Solved – ny special case where ridge regression can shrink coefficients to zero

lassomachine learningridge regression

Are there some special cases, where the Ridge Regression can also lead to coefficients that are zero ?
It is widely known, that lasso is shrinking coefficients towards or on zero, while the ridge Regression cant shrink coefficients to zero

Best Answer

Suppose, as in the case of least squares methods, you are trying to solve a statistical estimation problem for a (vector-valued) parameter $\beta$ by minimizing an objective function $Q(\beta)$ (such as the sum of squares of the residuals).

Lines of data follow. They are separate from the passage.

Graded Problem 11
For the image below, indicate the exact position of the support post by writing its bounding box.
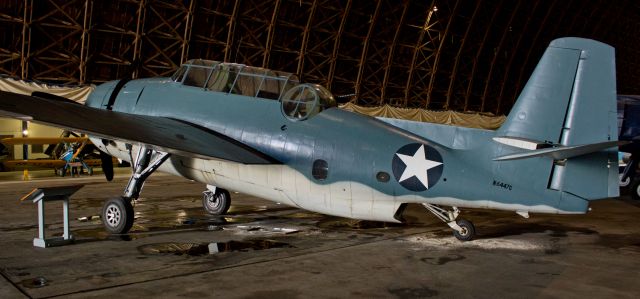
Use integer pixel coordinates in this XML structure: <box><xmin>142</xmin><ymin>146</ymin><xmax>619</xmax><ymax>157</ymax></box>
<box><xmin>20</xmin><ymin>185</ymin><xmax>84</xmax><ymax>248</ymax></box>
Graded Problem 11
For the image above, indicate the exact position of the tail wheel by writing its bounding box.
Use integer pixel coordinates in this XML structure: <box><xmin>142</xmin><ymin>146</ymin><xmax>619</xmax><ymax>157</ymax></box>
<box><xmin>453</xmin><ymin>219</ymin><xmax>476</xmax><ymax>241</ymax></box>
<box><xmin>102</xmin><ymin>197</ymin><xmax>133</xmax><ymax>234</ymax></box>
<box><xmin>202</xmin><ymin>188</ymin><xmax>231</xmax><ymax>215</ymax></box>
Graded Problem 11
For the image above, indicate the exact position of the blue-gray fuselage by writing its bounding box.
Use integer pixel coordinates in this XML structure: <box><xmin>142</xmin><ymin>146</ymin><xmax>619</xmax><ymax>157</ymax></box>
<box><xmin>86</xmin><ymin>78</ymin><xmax>588</xmax><ymax>221</ymax></box>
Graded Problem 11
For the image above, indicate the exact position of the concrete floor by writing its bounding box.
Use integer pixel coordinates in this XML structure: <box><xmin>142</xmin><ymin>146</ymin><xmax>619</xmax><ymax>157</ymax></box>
<box><xmin>0</xmin><ymin>172</ymin><xmax>640</xmax><ymax>298</ymax></box>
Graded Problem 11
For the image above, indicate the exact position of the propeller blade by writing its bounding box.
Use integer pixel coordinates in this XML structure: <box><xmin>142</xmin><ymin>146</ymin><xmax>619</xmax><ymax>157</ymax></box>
<box><xmin>100</xmin><ymin>152</ymin><xmax>113</xmax><ymax>182</ymax></box>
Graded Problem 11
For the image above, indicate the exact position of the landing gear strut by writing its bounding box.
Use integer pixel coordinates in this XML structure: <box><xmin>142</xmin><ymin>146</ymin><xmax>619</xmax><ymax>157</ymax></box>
<box><xmin>202</xmin><ymin>185</ymin><xmax>231</xmax><ymax>215</ymax></box>
<box><xmin>422</xmin><ymin>203</ymin><xmax>476</xmax><ymax>241</ymax></box>
<box><xmin>102</xmin><ymin>146</ymin><xmax>171</xmax><ymax>234</ymax></box>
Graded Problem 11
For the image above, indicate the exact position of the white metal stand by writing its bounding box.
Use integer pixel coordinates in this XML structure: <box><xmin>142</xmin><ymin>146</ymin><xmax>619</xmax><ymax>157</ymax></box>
<box><xmin>21</xmin><ymin>185</ymin><xmax>84</xmax><ymax>248</ymax></box>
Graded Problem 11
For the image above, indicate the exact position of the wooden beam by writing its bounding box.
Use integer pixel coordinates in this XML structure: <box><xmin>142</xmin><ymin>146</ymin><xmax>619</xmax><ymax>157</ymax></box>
<box><xmin>296</xmin><ymin>0</ymin><xmax>318</xmax><ymax>80</ymax></box>
<box><xmin>378</xmin><ymin>0</ymin><xmax>410</xmax><ymax>106</ymax></box>
<box><xmin>327</xmin><ymin>0</ymin><xmax>352</xmax><ymax>90</ymax></box>
<box><xmin>262</xmin><ymin>0</ymin><xmax>282</xmax><ymax>68</ymax></box>
<box><xmin>480</xmin><ymin>1</ymin><xmax>522</xmax><ymax>112</ymax></box>
<box><xmin>423</xmin><ymin>0</ymin><xmax>460</xmax><ymax>109</ymax></box>
<box><xmin>464</xmin><ymin>0</ymin><xmax>504</xmax><ymax>112</ymax></box>
<box><xmin>404</xmin><ymin>0</ymin><xmax>436</xmax><ymax>107</ymax></box>
<box><xmin>443</xmin><ymin>0</ymin><xmax>482</xmax><ymax>110</ymax></box>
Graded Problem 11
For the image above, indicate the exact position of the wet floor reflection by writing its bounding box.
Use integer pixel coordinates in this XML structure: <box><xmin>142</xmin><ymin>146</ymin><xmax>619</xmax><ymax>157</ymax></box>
<box><xmin>138</xmin><ymin>240</ymin><xmax>293</xmax><ymax>256</ymax></box>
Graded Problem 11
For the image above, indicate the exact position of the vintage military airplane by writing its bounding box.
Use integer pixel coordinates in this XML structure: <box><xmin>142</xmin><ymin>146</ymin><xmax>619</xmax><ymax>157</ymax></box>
<box><xmin>0</xmin><ymin>38</ymin><xmax>618</xmax><ymax>240</ymax></box>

Ridge Regression "regularizes" the problem by adding a non-negative linear combination of the squares of the parameter, $P(\beta).$ $P$ is (obviously) differentiable with a unique global minimum at $\beta=0.$

The question asks, when is it possible for the global minimum of $Q+P$ to occur at $\beta=0$? Assume, as in least squares methods, that $Q$ is differentiable in a neighborhood of $0.$ Because $0$ is a global minimum for $Q+P$ it is a local minimum, implying all its partial derivatives are $0.$ The sum rule of differentiation implies

$$\frac{\partial}{\partial \beta_i}(Q(\beta) + P(\beta)) = \frac{\partial}{\partial \beta_i}Q(\beta) + \frac{\partial}{\partial \beta_i}P(\beta) = Q_i(\beta) + P_i(\beta)$$ is zero at $\beta=0.$ But since $P_i(0)=0$ for all $i,$ this implies $Q_i(0)=0$ for all $i,$ which makes $0$ at least a local minimum for the original objective function $Q.$ In the case of any least squares technique every local minimum is also a global minimum. This compels us to conclude that

Quadratic regularization of Least Squares procedures ("Ridge Regression") has $\beta=0$ as a solution if and only if $\beta=0$ is a solution of the original unregularized problem.